If the circuit is not natively supported by the differentiation method but can be converted into a form that is supported, it should still return True. For example, Rot gates are not natively supported by adjoint differentation, as they do not have a generator, but they can be compiled into operations supported by adjoint differentiation. Therefore this method may reproduce compilation and validation steps performed by preprocess().

>>> config = ExecutionConfig(derivative_order=1, gradient_method="adjoint")
>>> circuit = qp.tape.QuantumScript([qp.Rot(1.2, 2.3, 3.4, wires=0)], [qp.expval(qp.Z(0))])
>>> dev.supports_derivatives(config, circuit=circuit)
True

Backpropagation:

This method is also used be to validate support for backpropagation derivatives. Backpropagation is only supported if the device is transparent to the machine learning framework from start to finish.

>>> config = ExecutionConfig(gradient_method="backprop")
>>> python_device.supports_derivatives(config)
True
>>> cpp_device.supports_derivatives(config)
False
setup_execution_config(config=None, circuit=None)

Sets up an ExecutionConfig that configures the execution behaviour.

The execution config stores information on how the device should perform the execution, as well as how PennyLane should interact with the device. See ExecutionConfig for all available options and what they mean.

An ExecutionConfig is constructed from arguments passed to the QNode, and this method allows the device to update the config object based on device-specific requirements or preferences. See Execution Config for more details.

Parameters:
  • config (ExecutionConfig) – The initial ExecutionConfig object that describes the parameters needed to configure the execution behaviour.

  • circuit (QuantumScript) – The quantum circuit to customize the execution config for.

Returns:

The updated ExecutionConfig object

Return type:

ExecutionConfig

preprocess_transforms(execution_config=None)

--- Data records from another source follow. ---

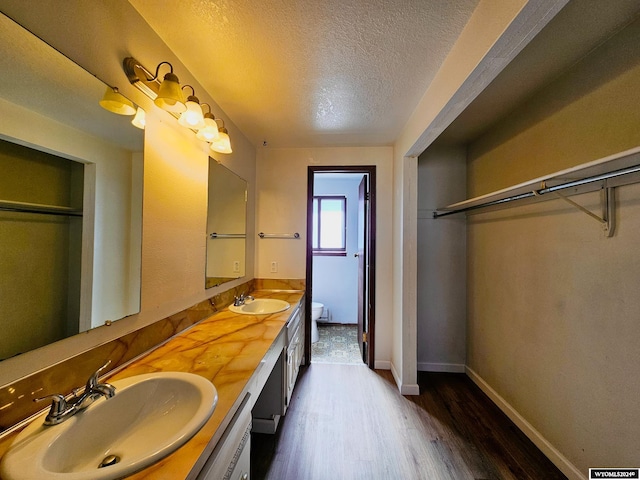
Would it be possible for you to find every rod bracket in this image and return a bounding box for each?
[554,187,615,238]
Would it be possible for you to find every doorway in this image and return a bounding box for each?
[305,166,376,368]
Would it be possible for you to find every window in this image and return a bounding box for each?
[312,196,347,255]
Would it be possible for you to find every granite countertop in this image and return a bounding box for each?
[0,290,304,480]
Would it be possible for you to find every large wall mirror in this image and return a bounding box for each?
[205,158,247,288]
[0,14,143,360]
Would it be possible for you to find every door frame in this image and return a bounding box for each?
[304,165,376,369]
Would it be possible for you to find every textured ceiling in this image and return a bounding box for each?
[129,0,478,147]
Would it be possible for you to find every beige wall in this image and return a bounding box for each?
[467,14,640,478]
[256,147,393,369]
[0,0,255,385]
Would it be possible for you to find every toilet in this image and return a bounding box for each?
[311,302,324,343]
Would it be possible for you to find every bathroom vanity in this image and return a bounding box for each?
[0,290,304,480]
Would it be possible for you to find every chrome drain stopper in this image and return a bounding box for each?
[98,455,120,468]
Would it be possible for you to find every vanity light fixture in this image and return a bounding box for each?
[131,107,147,130]
[196,103,220,142]
[147,62,182,113]
[122,57,232,153]
[99,87,136,115]
[178,85,204,130]
[211,118,233,153]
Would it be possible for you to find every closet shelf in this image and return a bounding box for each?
[0,200,82,217]
[433,147,640,218]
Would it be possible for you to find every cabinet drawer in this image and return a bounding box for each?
[196,395,251,480]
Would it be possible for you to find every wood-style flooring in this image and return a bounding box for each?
[251,363,566,480]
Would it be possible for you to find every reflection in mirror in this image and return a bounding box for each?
[205,158,247,288]
[0,15,143,359]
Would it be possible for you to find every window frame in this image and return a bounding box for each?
[311,195,347,257]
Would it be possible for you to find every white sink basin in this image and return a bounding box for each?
[0,372,218,480]
[229,298,291,315]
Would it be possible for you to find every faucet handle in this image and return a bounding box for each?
[85,360,111,391]
[33,393,69,425]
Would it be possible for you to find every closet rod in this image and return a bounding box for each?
[0,200,82,217]
[433,165,640,218]
[209,232,247,238]
[258,232,300,239]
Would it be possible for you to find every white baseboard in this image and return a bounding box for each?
[390,363,420,395]
[418,362,466,373]
[373,360,391,370]
[466,367,587,480]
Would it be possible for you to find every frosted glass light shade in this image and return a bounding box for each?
[211,127,233,153]
[99,87,136,115]
[131,107,147,130]
[154,73,187,113]
[178,97,204,130]
[196,114,220,142]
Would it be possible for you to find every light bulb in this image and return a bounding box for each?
[196,113,220,142]
[131,107,147,130]
[178,96,204,130]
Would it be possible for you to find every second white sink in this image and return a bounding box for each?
[0,372,218,480]
[229,298,291,315]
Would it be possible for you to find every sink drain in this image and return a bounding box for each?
[98,455,120,468]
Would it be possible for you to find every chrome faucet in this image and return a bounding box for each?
[33,360,116,425]
[233,293,255,307]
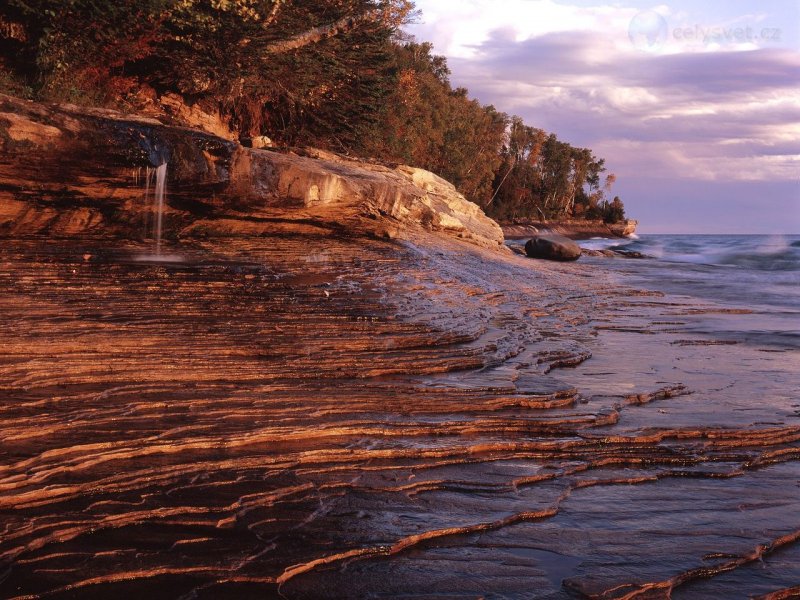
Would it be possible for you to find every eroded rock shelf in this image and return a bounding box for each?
[0,231,800,598]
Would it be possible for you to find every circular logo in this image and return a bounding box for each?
[628,10,667,52]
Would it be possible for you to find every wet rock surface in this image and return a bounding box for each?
[525,233,581,262]
[0,229,800,598]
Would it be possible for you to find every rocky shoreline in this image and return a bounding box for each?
[0,98,800,600]
[501,219,639,240]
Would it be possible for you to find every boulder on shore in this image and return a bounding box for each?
[525,233,581,261]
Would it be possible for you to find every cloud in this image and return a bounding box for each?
[416,0,800,230]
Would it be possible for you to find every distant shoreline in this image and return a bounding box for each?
[500,220,639,240]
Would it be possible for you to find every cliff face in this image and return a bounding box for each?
[0,96,503,248]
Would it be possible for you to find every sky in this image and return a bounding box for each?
[408,0,800,234]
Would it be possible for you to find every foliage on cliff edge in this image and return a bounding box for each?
[0,0,624,221]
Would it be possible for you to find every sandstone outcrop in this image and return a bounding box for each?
[525,234,581,261]
[503,219,639,240]
[0,96,504,249]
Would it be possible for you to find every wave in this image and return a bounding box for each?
[607,236,800,271]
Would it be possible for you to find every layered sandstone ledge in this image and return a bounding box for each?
[502,219,639,240]
[0,96,503,249]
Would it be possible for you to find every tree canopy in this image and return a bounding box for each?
[0,0,624,221]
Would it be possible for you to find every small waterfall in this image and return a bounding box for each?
[144,163,167,254]
[155,163,167,254]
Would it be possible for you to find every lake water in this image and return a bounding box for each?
[581,235,800,348]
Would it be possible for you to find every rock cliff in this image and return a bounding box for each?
[0,96,503,249]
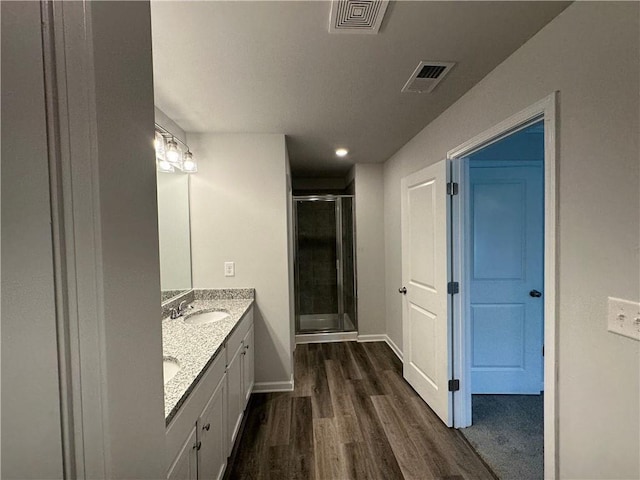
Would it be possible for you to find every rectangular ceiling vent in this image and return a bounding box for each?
[402,62,455,93]
[329,0,389,34]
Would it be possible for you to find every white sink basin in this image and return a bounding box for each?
[184,312,231,325]
[162,357,180,385]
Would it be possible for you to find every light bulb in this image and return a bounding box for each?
[153,132,165,158]
[158,159,173,172]
[167,138,180,163]
[182,150,196,172]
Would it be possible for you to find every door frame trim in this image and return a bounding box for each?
[447,92,559,479]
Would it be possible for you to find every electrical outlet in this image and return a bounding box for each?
[607,297,640,340]
[224,262,236,277]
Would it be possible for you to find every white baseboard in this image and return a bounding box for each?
[384,335,403,362]
[358,333,387,343]
[251,373,293,393]
[358,333,402,362]
[296,332,358,345]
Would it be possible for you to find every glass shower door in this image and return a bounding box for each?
[295,199,341,333]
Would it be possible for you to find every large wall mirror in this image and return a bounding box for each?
[157,172,192,303]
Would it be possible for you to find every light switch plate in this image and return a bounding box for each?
[224,262,236,277]
[607,297,640,340]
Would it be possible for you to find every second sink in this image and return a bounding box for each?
[184,312,230,325]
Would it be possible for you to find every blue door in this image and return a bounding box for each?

Returns the compile pileline to preprocess a circuit for execution.

Parameters:

execution_config (ExecutionConfig) – The execution configuration object

Returns:

A compile pileline that is called before execution

Return type:

CompilePipeline

The compile pileline is composed of a list of individual transforms, which may include:

  • Decomposition of operations and measurements to what is supported by the device.

  • Splitting a circuit with measurements of non-commuting observables or Hamiltonians into multiple executions.

  • Splitting a circuit with batched parameters into multiple executions.

  • Validation of wires, measurements, and observables.

  • Gradient specific preprocessing, such as making sure trainable operators have generators.

Example

All transforms that are part of the preprocessing compile pileline need to respect the transform contract defined in pennylane.transform().

from pennylane.tape import QuantumScriptBatch
from pennylane.typing import PostprocessingFn

@qp.transform
def my_preprocessing_transform(tape: qp.tape.QuantumScript) -> tuple[QuantumScriptBatch, PostprocessingFn]:
    # e.g. valid the measurements, expand the tape for the hardware execution, ...

    def blank_processing_fn(results):
        return results[0]

    return [tape], processing_fn

A compile pileline can hold an arbitrary number of individual transforms:

def preprocess(self, config):
    program = CompilePipeline()
    program.add_transform(my_preprocessing_transform)
    return program

See also

transform() and CompilePipeline

execute(circuits, execution_config=None)

Execute a circuit or a batch of circuits and turn it into results.

Parameters:
  • circuits (Union[QuantumTape, Sequence[QuantumTape]]) – the quantum circuits to be executed

  • execution_config (ExecutionConfig) – a datastructure with additional information required for execution

Returns:

A numeric result of the computation.

Return type:

TensorLike, tuple[TensorLike], tuple[tuple[TensorLike]]

Interface parameters:

The provided circuits may contain interface specific data-types like torch.Tensor or jax.Array when gradient_method of "backprop" is requested. If the gradient method is not backpropagation, then only vanilla numpy parameters or builtins will be present in the circuits.